“GIRIANG-GIRIANG PERAK” (Oleh Makmur Hendrik) Bag 1
PENGANTAR:
Giring-Giring Perak ini novel fiksi. Namun beberapa fakta coba diungkapkan di dalamnya. Antara lain adalah tentang kekejaman Kompeni, tentang kebangkitan orang orang Minangkabau melawan penjajah.
Sayangnya perlawanan itu tidak terkoordinir. Karena orang orang Minang sendiri terpecah dalam puak – puak yang saling bermusuhan demi kepentingan masing masing. Akibatnya Belanda dengan mudah menghancurkan perlawanan yang datangnya dari kelompok kelompok kecil itu.
Kemudian juga tentang kekejaman para penyamun di Bukit Tambuntulang. Bahkan di sana suatu saat dahulu mereka menjadikan bukit itu sebagai suatu kerajaan hukum rimba yang menakutkan. Namun betapa pun jahatnya mereka, jauh di dalam hatinya, mereka ternyata juga anti pada penjajah!
Bukit Tambuntulang dalam cerita ini adalah yang terletak antara Pariaman dan Padangpanjang. Sebab dalam legenda Minangkabau ada beberapa tempat yang berbeda dengan nama yang sama.
Di bukit itu, nyawa anjing lebih berharga ketimbang nyawa manusia. Dalam cerita ini barangkali dapat diketahui sedikit tentang aliran dan asal usul pencak silat di Minangkabau. Semuanya ditulis dari bahan bahan dokumentasi / kepustakaan yang jauh dari memadai. @
Penulis
Bag: 1
Pedati yang berjalan paling depan tiba tiba dihentikan. Dua puluh pedati lainnya yang berjalan di belakang berhenti pula.
“Kenapa berhenti…? seorang lelaki yang berjalan di sisi pedati yang kesepuluh bertanya pada teman di depannya.
Entahlah…. jawab yang ditanya, kemudian menoleh ke depan, lalu berseru.
Ahooi… kenapa berhenti di sini…?
Tak ada jawaban. Perempuan perempuan menyembulkan kepalanya dari dalam pedati tersebut. Seorang lelaki kelihatan berjalan dari depan ke belakang. Nampaknya ada pesan beranting yang disampaikan.
Dalam waktu singkat, para lelaki pengiring pedati itu sudah berkumpul di depan sekali. Di dekat pedati Datuk Sipasan yang bertindak sebagai pimpinan rombongan. Datuk yang bertubuh besar dan kelihatan berisi itu duduk di sebuah batu besar.

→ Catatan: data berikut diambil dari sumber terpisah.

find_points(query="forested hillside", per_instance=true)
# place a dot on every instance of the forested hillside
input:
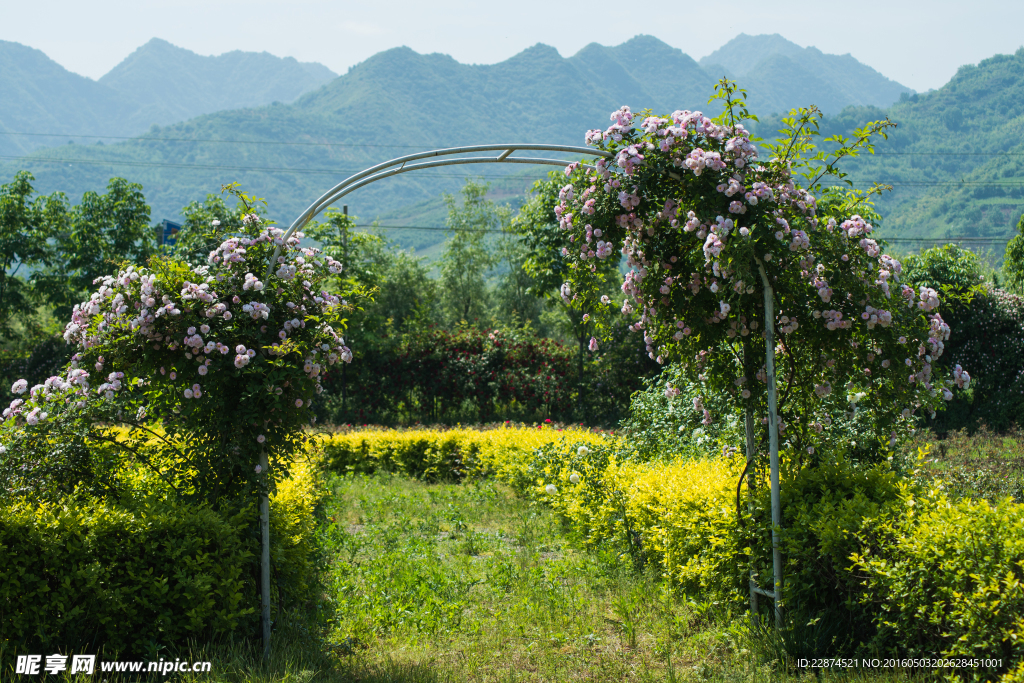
(777, 73)
(395, 102)
(157, 84)
(955, 159)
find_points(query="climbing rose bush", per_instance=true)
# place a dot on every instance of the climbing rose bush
(212, 363)
(702, 220)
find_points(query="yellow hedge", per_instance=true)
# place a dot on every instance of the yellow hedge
(678, 514)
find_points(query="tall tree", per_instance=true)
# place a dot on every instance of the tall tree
(24, 236)
(467, 256)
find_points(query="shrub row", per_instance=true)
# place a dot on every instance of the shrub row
(473, 376)
(451, 454)
(143, 573)
(875, 563)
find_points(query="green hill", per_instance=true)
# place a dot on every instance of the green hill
(395, 102)
(40, 95)
(170, 84)
(157, 84)
(777, 73)
(956, 158)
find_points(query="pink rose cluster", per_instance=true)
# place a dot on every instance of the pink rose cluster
(184, 323)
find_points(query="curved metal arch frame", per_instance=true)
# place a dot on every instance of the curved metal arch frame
(387, 169)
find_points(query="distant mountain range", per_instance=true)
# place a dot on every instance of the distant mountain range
(158, 84)
(395, 102)
(776, 74)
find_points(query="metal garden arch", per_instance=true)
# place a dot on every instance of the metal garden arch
(412, 163)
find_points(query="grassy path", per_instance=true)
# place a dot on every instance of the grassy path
(488, 587)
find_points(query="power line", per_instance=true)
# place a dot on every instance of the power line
(332, 171)
(444, 229)
(971, 240)
(253, 169)
(143, 138)
(200, 139)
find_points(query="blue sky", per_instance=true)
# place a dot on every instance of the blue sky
(920, 44)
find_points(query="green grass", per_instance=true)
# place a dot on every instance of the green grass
(432, 583)
(983, 465)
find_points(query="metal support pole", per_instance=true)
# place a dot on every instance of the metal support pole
(776, 507)
(264, 524)
(751, 478)
(344, 377)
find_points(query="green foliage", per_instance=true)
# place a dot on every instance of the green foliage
(955, 271)
(469, 375)
(979, 465)
(51, 251)
(467, 256)
(392, 286)
(1013, 262)
(824, 507)
(24, 248)
(206, 224)
(88, 573)
(466, 375)
(945, 581)
(986, 338)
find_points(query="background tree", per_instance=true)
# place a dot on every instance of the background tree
(91, 238)
(1013, 262)
(548, 266)
(204, 227)
(25, 252)
(468, 254)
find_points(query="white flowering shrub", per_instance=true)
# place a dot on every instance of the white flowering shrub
(207, 364)
(698, 215)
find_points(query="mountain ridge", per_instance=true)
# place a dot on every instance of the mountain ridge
(394, 102)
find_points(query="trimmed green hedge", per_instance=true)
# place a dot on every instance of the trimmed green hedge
(93, 574)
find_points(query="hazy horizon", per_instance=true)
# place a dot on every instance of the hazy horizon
(918, 50)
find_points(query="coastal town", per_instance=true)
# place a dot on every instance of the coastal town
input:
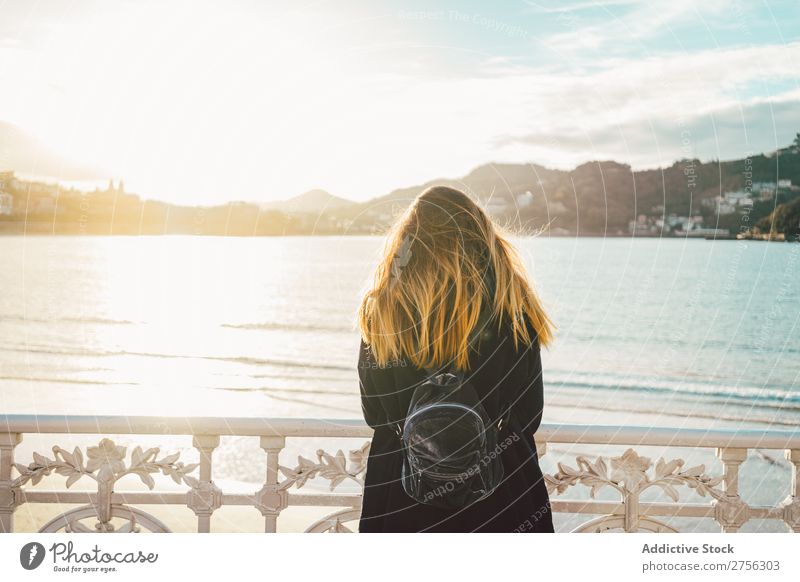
(757, 197)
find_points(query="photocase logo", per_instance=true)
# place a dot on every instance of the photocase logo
(31, 555)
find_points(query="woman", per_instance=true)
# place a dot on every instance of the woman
(451, 291)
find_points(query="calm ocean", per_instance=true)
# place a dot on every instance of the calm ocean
(265, 326)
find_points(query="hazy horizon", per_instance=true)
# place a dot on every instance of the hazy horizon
(262, 103)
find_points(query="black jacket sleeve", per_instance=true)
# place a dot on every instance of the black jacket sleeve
(371, 407)
(529, 404)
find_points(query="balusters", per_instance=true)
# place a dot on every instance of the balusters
(731, 512)
(7, 502)
(205, 498)
(791, 506)
(271, 499)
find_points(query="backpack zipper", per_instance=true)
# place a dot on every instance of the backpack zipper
(451, 404)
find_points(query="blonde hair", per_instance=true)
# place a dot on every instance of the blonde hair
(434, 280)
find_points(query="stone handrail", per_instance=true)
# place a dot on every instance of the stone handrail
(629, 474)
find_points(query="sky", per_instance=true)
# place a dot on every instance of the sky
(205, 102)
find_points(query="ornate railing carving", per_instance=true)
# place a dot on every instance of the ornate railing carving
(106, 464)
(334, 468)
(629, 474)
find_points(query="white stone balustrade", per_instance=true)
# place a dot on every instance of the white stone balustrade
(629, 474)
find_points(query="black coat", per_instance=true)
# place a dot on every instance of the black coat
(501, 375)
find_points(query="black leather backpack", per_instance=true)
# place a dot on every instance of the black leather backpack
(451, 457)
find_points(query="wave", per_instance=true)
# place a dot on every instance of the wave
(248, 360)
(66, 381)
(781, 395)
(50, 321)
(280, 326)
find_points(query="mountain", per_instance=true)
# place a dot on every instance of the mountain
(311, 202)
(603, 197)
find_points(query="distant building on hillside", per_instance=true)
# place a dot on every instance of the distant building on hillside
(497, 206)
(6, 199)
(6, 204)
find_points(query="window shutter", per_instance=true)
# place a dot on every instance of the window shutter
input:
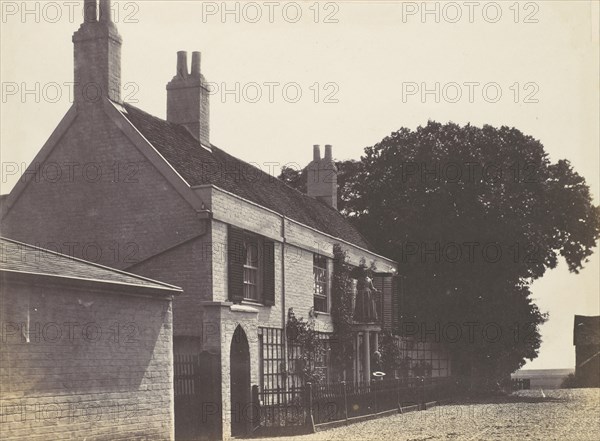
(398, 306)
(386, 303)
(235, 263)
(269, 272)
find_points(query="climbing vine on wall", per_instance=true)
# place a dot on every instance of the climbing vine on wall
(342, 352)
(307, 346)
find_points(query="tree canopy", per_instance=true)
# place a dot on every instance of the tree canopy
(473, 216)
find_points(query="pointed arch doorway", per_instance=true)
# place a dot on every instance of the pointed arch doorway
(239, 359)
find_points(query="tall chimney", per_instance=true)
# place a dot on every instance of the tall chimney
(321, 181)
(188, 99)
(97, 56)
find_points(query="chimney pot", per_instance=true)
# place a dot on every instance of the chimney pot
(182, 64)
(316, 152)
(105, 11)
(188, 101)
(97, 57)
(90, 11)
(196, 64)
(321, 181)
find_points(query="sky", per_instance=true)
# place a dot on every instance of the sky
(287, 75)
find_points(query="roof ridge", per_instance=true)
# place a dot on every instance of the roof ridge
(178, 148)
(87, 262)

Dia melemparkan pandangannya pada seluruh lelaki yang kini tegak mengelilinginya. Menatap wajah mereka. Melirik tombak di tangan atau pedang dan keris di pinggang mereka. Mulutnya mengunyah sugi tembakau. Kemudian meludahkannya ke tanah.

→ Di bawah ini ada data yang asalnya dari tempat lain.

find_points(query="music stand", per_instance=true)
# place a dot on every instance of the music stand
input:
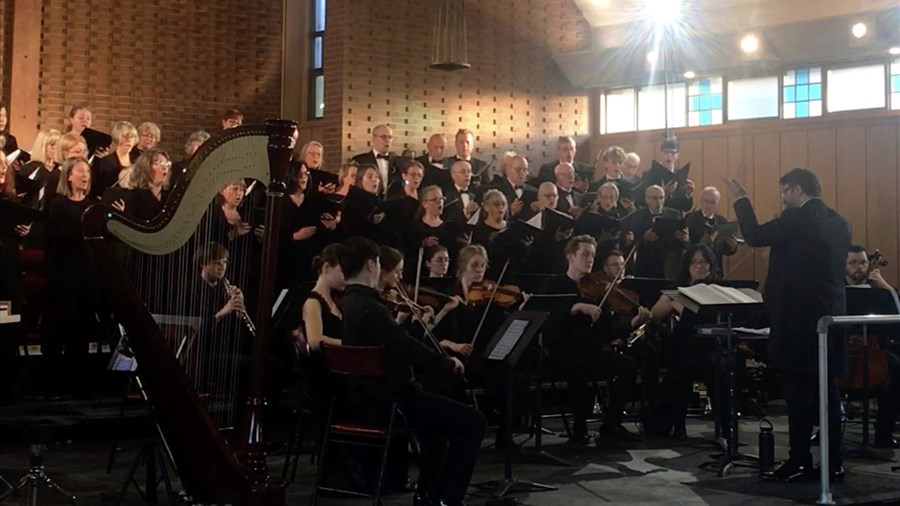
(863, 301)
(506, 348)
(723, 311)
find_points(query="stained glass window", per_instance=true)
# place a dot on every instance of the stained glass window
(895, 85)
(802, 93)
(705, 102)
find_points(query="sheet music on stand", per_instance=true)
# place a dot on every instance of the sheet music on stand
(508, 340)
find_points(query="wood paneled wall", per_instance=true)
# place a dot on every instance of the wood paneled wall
(856, 156)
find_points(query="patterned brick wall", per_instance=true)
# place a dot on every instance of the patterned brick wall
(179, 63)
(513, 97)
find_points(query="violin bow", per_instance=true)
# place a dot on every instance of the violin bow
(418, 272)
(415, 309)
(487, 306)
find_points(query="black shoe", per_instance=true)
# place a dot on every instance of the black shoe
(790, 472)
(886, 441)
(617, 431)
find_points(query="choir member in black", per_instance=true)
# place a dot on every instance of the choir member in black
(431, 230)
(605, 205)
(380, 157)
(657, 257)
(149, 136)
(465, 146)
(304, 230)
(569, 200)
(806, 281)
(443, 426)
(43, 163)
(462, 202)
(10, 143)
(565, 153)
(72, 283)
(433, 161)
(347, 178)
(860, 274)
(411, 176)
(661, 174)
(149, 185)
(702, 225)
(688, 357)
(519, 194)
(575, 349)
(631, 167)
(546, 254)
(114, 169)
(358, 214)
(11, 235)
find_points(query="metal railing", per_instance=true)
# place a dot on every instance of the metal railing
(822, 327)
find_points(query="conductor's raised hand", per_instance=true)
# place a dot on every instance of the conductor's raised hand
(737, 190)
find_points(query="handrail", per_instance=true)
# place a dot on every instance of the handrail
(822, 326)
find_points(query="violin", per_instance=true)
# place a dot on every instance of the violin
(503, 295)
(597, 287)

Kalian lihat bukit itu? katanya tanpa menoleh, tapi ibu jarinya dia acungkan ke belakang.
Semua lelaki yang jumlahnya 20-an orang itu mengikuti arah ibu jari datuk ini. Mereka memang melihat sebuah bukit. Dipenuhi hutan belantara. Dan nampaknya kini mereka tengah menuju ke arah bukit tersebut. Beberapa orang mengangguk. Tapi lebih banyak yang diam.
Itulah Bukit Tambuntulang, ujar datuk itu, seperti tak acuh.
Kali ini semua lelaki di depannya pada menoleh kembali ke bukit tersebut. Kalau tadi dengan sikap tak mengerti atau acuh tak acuh, kini dengan sedikit berdebar. Bahkan ada yang melihat bukit itu dengan sedikit rasa takut.
Bukit Tambuntulang? tanya seseorang dengan nada lemah.
Datuk Sipasan tak menyahut. Mengeruk kantong bajunya, mengambil segumpal tembakau. Meremasnya kuat kuat. Membuat tembakau itu mirip kelereng, atau godok kecil. Kemudian menyelipkannya ke mulut, jadi sugi. Lalu dengan sikap hampir hampir tak acuh dia bicara.
Tak ada jalan lain. Ini satu satunya jalan yang terdekat, dan mudah untuk mencapai Luhak Tanahdatar….
Terdekat, mudah, tapi belum tentu aman…. seseorang lelaki gemuk memakai golok di pinggang menyambung ucapan datuk itu.
Semua yang hadir pada menoleh padanya.
Kenapa pakai kalimat belum tentu aman? Jalan ini memang paling tidak aman! Datuk Siapasan menegaskan. Mulutnya berpiuh piuh memainkan suginya.
Lalu bagaimana?
Kita akan terus! jawab Datuk Sipasan.
Apakah di bukit itu masih ada penyamun? tanya yang bertanya barusan.